Professor Eric Moran countered Professor Van Vollenhoven, stating that remission, while ideal, is not a practical goal.

Most patients cannot achieve remission. Professor Moran skillfully displayed the evidence in favor of choosing LLDAS as the goal of SLE treatment, noting LLDAS is just as effective in preventing organ damage and decreasing mortality.  He proclaimed LLDAS is “a state, which if sustained, is associated with low likelihood of adverse outcome” with consideration for disease activity and medication safety.  

The Definition of LLDAS was validated in 2019 and published in Lancet2 as follows: LDDAS is defined as SLEDAI-2K < 4 with no activity in major organ systems (e.g., renal, CNS, cardiopulmonary, vasculitis, fever); additionally, there should be no new features of lupus disease activity compared to prior assessments, the Physician Global Assessment should be <1 (score 0-3), the prednisone dose should be < 7.5 mg/day, and patients may be on standard maintenance.  

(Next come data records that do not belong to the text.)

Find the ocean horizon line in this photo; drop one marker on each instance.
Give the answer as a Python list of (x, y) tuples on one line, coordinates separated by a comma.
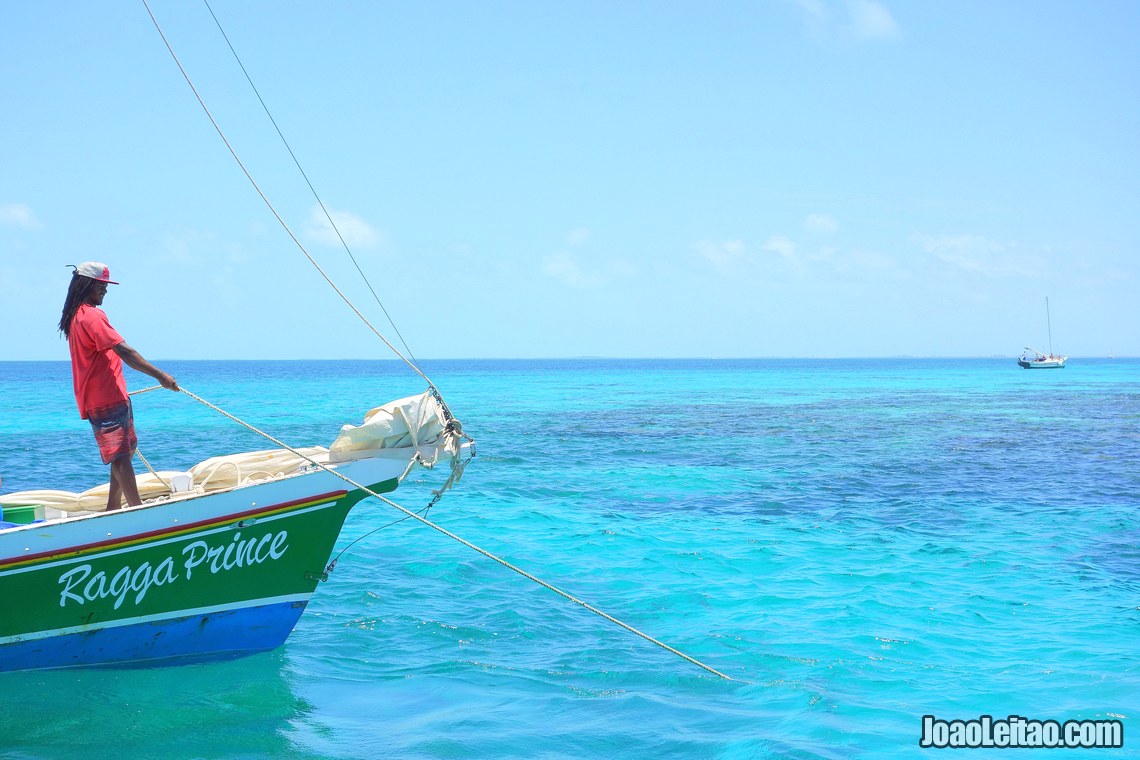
[(612, 358)]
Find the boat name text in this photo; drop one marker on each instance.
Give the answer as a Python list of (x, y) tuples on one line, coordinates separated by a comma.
[(80, 586)]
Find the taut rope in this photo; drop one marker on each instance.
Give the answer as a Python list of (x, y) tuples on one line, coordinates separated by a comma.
[(453, 536)]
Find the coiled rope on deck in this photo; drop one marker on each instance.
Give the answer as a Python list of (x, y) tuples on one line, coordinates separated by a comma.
[(452, 536)]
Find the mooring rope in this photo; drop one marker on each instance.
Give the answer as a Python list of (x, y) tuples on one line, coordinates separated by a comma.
[(281, 220), (448, 533)]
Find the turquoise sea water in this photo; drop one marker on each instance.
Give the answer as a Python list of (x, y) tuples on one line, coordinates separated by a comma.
[(856, 542)]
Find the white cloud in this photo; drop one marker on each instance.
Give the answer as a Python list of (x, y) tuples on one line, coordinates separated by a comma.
[(871, 21), (722, 255), (864, 19), (976, 254), (821, 223), (18, 214), (782, 246), (356, 231)]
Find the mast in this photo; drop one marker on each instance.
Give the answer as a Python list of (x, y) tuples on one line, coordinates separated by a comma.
[(1049, 323)]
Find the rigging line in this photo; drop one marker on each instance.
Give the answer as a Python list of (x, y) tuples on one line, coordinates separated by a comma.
[(461, 540), (270, 205), (306, 177)]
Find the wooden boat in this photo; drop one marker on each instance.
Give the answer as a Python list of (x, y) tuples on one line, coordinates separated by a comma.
[(1034, 359), (221, 564), (217, 562)]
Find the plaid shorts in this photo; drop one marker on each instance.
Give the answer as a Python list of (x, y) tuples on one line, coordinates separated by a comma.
[(114, 431)]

Dr. Michelle Petri validated the definition in the large Hopkins lupus cohort and found that if patients were in LLDAS 50% of the time, they have 50% reduction in damage accrual; she called this her 50-50 rule.  

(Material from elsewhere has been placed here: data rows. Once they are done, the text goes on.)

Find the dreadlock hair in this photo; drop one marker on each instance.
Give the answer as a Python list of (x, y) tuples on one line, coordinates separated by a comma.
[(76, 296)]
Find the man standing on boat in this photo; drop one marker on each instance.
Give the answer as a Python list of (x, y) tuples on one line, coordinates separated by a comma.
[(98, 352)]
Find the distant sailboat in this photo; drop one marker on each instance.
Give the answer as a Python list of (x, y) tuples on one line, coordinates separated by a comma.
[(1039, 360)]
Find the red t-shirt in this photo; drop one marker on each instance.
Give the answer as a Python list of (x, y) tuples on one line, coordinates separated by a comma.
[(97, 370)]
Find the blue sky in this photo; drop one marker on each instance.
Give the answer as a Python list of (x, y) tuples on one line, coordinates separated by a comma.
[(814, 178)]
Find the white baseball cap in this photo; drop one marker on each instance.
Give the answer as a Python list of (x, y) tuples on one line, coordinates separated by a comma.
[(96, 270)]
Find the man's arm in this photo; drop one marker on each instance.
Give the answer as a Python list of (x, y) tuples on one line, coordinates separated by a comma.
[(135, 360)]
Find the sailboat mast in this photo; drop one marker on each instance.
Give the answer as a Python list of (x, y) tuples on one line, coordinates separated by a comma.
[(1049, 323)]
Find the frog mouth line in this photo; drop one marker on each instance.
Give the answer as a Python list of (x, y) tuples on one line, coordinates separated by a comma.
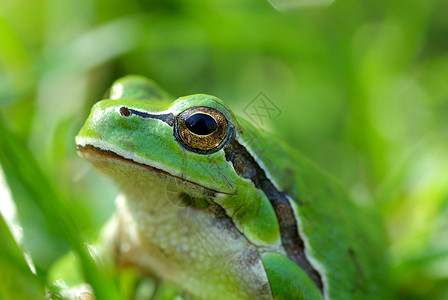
[(88, 148)]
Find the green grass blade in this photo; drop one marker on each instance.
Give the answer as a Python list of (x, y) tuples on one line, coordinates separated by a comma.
[(16, 158)]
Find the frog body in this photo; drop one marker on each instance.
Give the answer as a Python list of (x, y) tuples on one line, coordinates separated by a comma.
[(224, 210)]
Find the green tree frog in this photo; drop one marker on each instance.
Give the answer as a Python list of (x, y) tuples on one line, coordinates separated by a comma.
[(222, 209)]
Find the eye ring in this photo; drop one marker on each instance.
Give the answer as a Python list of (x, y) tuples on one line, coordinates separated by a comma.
[(201, 129)]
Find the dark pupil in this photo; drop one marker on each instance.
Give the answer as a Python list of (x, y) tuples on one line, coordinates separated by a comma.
[(201, 124)]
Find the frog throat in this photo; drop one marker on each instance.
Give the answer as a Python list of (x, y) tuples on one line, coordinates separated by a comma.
[(240, 158)]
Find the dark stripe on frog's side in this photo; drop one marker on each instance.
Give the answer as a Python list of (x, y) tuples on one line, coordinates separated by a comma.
[(246, 167), (167, 118)]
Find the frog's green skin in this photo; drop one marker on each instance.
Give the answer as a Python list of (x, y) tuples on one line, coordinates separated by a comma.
[(249, 219)]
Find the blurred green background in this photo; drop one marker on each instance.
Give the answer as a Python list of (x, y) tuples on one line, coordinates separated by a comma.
[(362, 88)]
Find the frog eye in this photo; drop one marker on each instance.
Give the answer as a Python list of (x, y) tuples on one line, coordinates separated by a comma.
[(201, 129)]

Other studies showed that LLDAS is associated with better health-related quality of life and reduction in healthcare costs, mortality, and pre-term pregnancy labor.  Interestingly, LLDAS may have a dose dependent protection. Even if time in LLDAS is >20%, the rates of flare and damage accrual are decreased.  

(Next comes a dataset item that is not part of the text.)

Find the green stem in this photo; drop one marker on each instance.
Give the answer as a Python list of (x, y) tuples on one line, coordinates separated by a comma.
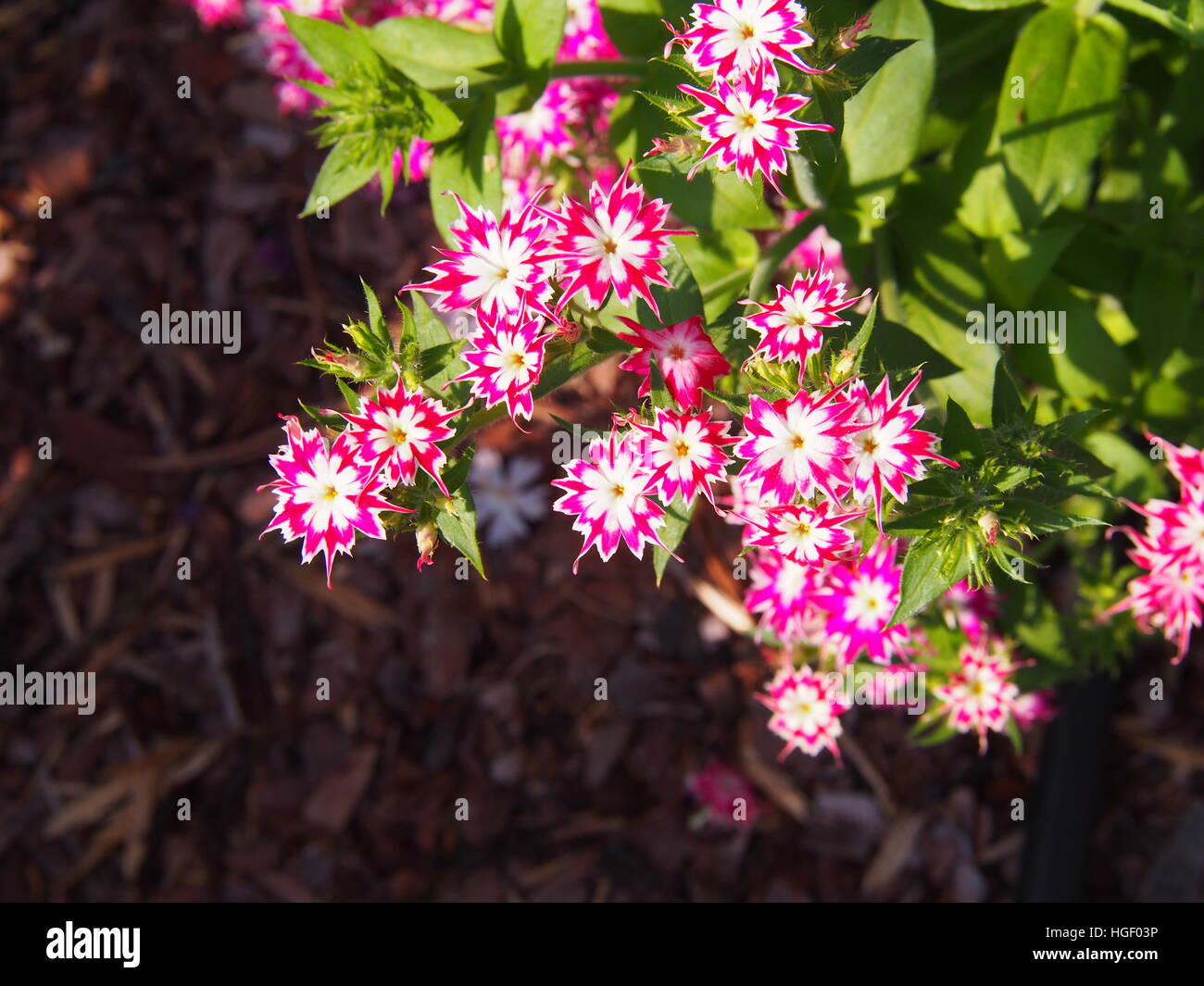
[(1172, 22), (887, 281), (619, 67), (773, 256), (552, 381)]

Dr. Moran noted that patients who are African American or who have renal involvement have more difficulties attaining LLDAS, citing genotype and phenotype may matter.  He also emphasized the dose prednisone 7.5 mg/day is not a target, but a ceiling.  Finally, he exclaimed that the LLDAS should be a part of all SLE clinical trials outcomes.  It is more stringent than other disease response measures (e.g.,  SRI(4) and BICLA) and, it can help discriminate between drug effectiveness in lupus as noted in studies comparing azathioprine to mycophenolate, atacicept versus placebo, or belimumab versus standard of care. Remission studies would not be so discriminatory as few ever achieve the DORIS definition. 

Who won the debate? 

My vote is for Dr. Moran. I agree that while it is an admirable goal, remission is difficult to achieve for the majority of patients.  Sometimes, good enough is enough.  Adding medications to get to a SLEDAI of 0 and a PGA<0.5 may cause more harm with polypharmacy and infection.  In clinical practice, the debate might be muted because most clinicians find disease measurement tools cumbersome and they do not perform a formal SLEDAI assessment; rather, they rely on gestalt or as the research world calls it: physician global assessment (PhGA).  A whole new sub-debate opened on whether PhGA means anything. Dr. Andrea Doria chimed in that both of these presenters overemphasized the PhGA in their debate while in fact, it is worthless because PhGA has poor interrater reliability, too many different scales, it depends on the expertise of the assessor, and is not consistently measured.